There are several other differences from KBMAG, which are actually extra stages in the outline algorithm shown above, which is actually more like this:

  1. Using the current word difference machine check that none of the equations that have contributed to the word differences have a reducible prefix or right hand side. Also check that no words of the form x wd y where x,y, are generators or IdWord, and wd is a word difference have previously unknown reductions. Perform consistency checks on the word difference machine. Rebuild it if need be.
  2. Construct a candidate word acceptor from the current word difference machine. MAF uses a much simpler set of states for the word-acceptor than KBMAG, which the author believes recognises more reducible words in the case where some word differences are missing, and which he also believes is less inclined to exponential behaviour. Put simply, the word acceptor accepts reductions where there are a padding characters in the interior of the RHS word, which KBMAG goes to a lot of trouble to exclude, and for no good reason, since such reductions cetainly prove a word reducible if they occur, and if they do not at least will tend to increase the similarity between earlier and later states, which will lead to more chances of the acceptor closing early.
  3. Estimate the number of states that will be present in the unminimised multiplier. If it is very large, because the word acceptor is very large, then do one or more of the following:
    1. If this is the first time we have tried to build the multiplier, and the word acceptor is improbably large speculatively create all the equations present in the defining states of the word acceptor and the L1 acceptor. Assuming this finds some missing word differences return to step 1.
    2. If the word acceptor is so large that the multiplier will be difficult to calculate, but we did not perform the action just described in i.), then compute the L1 acceptor and the "primary recogniser". The primary recogniser is an FSA similar to a multiplier which accepts a word pair (u,v) if u is minimally reducible, v is accepted and u==v.
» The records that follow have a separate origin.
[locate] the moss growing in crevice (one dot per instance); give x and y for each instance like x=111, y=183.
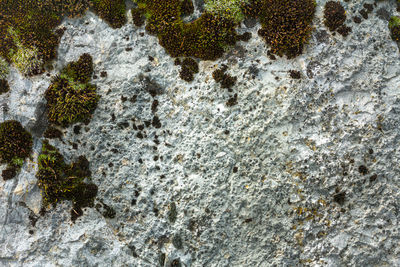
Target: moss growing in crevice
x=334, y=18
x=60, y=181
x=70, y=97
x=15, y=145
x=4, y=87
x=205, y=38
x=394, y=27
x=112, y=11
x=286, y=24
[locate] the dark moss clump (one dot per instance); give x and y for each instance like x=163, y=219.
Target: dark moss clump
x=112, y=11
x=70, y=98
x=4, y=87
x=394, y=27
x=60, y=181
x=52, y=133
x=189, y=67
x=137, y=16
x=295, y=74
x=15, y=145
x=286, y=24
x=334, y=18
x=205, y=38
x=27, y=27
x=227, y=81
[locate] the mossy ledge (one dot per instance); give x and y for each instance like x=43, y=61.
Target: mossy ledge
x=70, y=97
x=205, y=38
x=286, y=24
x=60, y=181
x=29, y=28
x=15, y=146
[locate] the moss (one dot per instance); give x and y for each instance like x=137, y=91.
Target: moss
x=52, y=132
x=28, y=30
x=4, y=87
x=205, y=38
x=137, y=16
x=334, y=18
x=60, y=181
x=15, y=145
x=70, y=98
x=227, y=8
x=189, y=67
x=394, y=27
x=286, y=24
x=172, y=213
x=4, y=68
x=226, y=80
x=112, y=11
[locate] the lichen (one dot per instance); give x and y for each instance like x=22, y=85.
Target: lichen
x=15, y=145
x=60, y=181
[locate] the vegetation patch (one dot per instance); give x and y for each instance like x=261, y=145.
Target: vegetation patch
x=112, y=11
x=60, y=181
x=15, y=145
x=4, y=87
x=286, y=24
x=205, y=38
x=70, y=97
x=334, y=18
x=394, y=27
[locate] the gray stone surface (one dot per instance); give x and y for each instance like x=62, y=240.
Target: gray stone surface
x=272, y=181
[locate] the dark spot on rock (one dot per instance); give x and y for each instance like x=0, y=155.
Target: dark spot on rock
x=123, y=125
x=103, y=74
x=339, y=198
x=363, y=170
x=177, y=242
x=232, y=101
x=364, y=13
x=154, y=106
x=250, y=22
x=295, y=74
x=133, y=98
x=357, y=19
x=156, y=122
x=373, y=178
x=172, y=213
x=77, y=129
x=52, y=133
x=176, y=263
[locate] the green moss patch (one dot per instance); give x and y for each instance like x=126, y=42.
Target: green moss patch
x=205, y=38
x=112, y=11
x=394, y=27
x=286, y=24
x=70, y=97
x=15, y=145
x=334, y=18
x=4, y=87
x=60, y=181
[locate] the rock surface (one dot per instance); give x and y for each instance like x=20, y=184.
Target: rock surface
x=297, y=173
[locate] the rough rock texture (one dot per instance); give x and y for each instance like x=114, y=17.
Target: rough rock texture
x=300, y=172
Then calculate the "exists" FSA of this acceptor and use the "andnot" of the L1 acceptor and this FSA to find some words that are known to be reducible, but for which we do not have a complete set of word differences. If the "primary recogniser" will itself be too big to construct MAF will simply explore the L1 acceptor looking for equations with new word differences.
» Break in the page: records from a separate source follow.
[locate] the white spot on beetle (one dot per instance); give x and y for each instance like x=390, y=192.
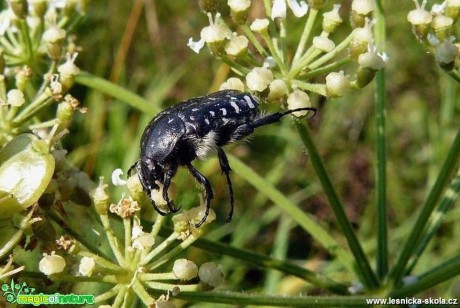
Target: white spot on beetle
x=235, y=106
x=206, y=144
x=249, y=101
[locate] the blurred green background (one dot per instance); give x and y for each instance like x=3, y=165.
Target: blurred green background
x=142, y=46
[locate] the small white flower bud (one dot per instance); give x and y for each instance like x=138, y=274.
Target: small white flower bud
x=442, y=26
x=419, y=16
x=298, y=99
x=86, y=266
x=323, y=43
x=15, y=98
x=54, y=35
x=141, y=240
x=51, y=264
x=445, y=53
x=279, y=9
x=195, y=46
x=68, y=71
x=184, y=269
x=239, y=5
x=278, y=89
x=363, y=7
x=211, y=274
x=361, y=39
x=359, y=10
x=215, y=34
x=337, y=84
x=259, y=79
x=217, y=31
x=452, y=9
x=332, y=19
x=232, y=84
x=371, y=60
x=100, y=197
x=299, y=9
x=260, y=25
x=239, y=10
x=237, y=46
x=116, y=177
x=420, y=20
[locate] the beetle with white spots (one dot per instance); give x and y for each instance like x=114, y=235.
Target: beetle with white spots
x=190, y=130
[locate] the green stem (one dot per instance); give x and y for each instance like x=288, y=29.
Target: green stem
x=41, y=102
x=145, y=297
x=90, y=245
x=113, y=241
x=436, y=219
x=326, y=68
x=305, y=35
x=100, y=261
x=435, y=276
x=264, y=261
x=274, y=51
x=300, y=217
x=260, y=49
x=328, y=56
x=380, y=146
x=170, y=254
x=312, y=87
x=245, y=299
x=17, y=236
x=116, y=91
x=109, y=294
x=165, y=243
x=364, y=269
x=442, y=180
x=156, y=276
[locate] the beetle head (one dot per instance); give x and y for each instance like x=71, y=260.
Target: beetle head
x=149, y=172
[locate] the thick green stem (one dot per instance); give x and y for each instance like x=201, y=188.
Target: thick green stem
x=364, y=269
x=420, y=224
x=380, y=146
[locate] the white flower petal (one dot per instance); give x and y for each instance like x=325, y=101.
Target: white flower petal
x=116, y=180
x=299, y=9
x=279, y=9
x=195, y=46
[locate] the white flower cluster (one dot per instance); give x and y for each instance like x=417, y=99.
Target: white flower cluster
x=436, y=30
x=261, y=55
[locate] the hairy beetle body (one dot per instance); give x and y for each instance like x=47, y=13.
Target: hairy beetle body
x=189, y=130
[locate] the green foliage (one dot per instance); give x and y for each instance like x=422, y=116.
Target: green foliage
x=360, y=202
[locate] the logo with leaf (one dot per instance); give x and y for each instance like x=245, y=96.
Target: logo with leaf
x=13, y=290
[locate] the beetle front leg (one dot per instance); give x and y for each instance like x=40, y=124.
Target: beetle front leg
x=146, y=183
x=225, y=167
x=169, y=174
x=207, y=189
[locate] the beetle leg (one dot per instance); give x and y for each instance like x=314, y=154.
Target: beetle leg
x=275, y=117
x=155, y=206
x=207, y=190
x=146, y=186
x=225, y=167
x=169, y=174
x=130, y=170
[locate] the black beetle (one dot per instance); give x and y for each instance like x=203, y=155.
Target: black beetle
x=191, y=129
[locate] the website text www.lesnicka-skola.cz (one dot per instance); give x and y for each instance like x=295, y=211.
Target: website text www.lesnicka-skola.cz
x=412, y=301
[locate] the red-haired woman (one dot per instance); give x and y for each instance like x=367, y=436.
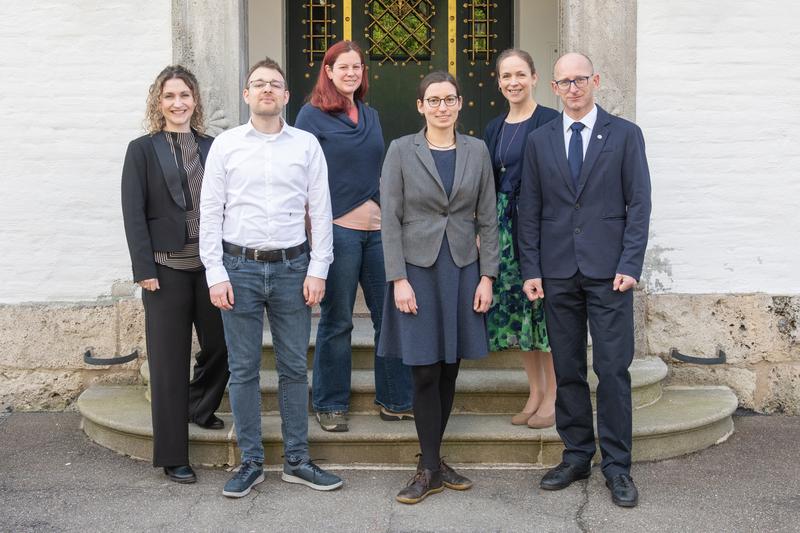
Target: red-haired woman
x=352, y=140
x=161, y=181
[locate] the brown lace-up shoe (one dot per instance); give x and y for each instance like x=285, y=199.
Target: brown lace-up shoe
x=421, y=485
x=452, y=479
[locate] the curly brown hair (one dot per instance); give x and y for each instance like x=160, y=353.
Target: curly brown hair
x=154, y=120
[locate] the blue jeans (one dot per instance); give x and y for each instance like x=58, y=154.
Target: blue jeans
x=358, y=258
x=278, y=287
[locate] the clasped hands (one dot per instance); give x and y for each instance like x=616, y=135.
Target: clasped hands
x=406, y=301
x=533, y=287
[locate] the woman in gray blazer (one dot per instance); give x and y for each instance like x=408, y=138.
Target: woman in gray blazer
x=440, y=246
    3. If ii) does not succeed in finding any new differences (which means that the word acceptor is probably correct and that we knew all the primary differences) we perform the same checks that would be made when checking the multiplier, but without actually constructing it. Assuming this finds missing word difference then return to step 1. This step is new to MAF. It is expensive, but less expensive than failing altogether to construct a multiplier because it is too big. Also this validation can detect errors earlier in the tree than can the multiplier checks, because it can detect pairs of words v,w, for which there exists a word u such that u,v and u,w give rise to the same difference. If such words are found then v=w and the word acceptor is wrong.
  4. Construct a candidate multiplier. Generally MAF uses the strongest word difference machine available, but if the estimate of the number of states in the multiplier is very high it uses the smaller difference machine which is the one that contains all transitions actually seen in confirmed equations. This will usually reduce the number of states in the multiplier a lot, but failure is more or less certain. However we do not mind that because we think the word-difference machine and acceptor are both wrong.
  5. Check that that the multiplier includes an accept state (u,v) for every accepted word u, and multiplier x.
  6. After a round of multiplier checks has failed MAF will consider whether to return to Knuth Bendix phase, and in any case may well take a look at its pool of equations to see if any have now become interesting.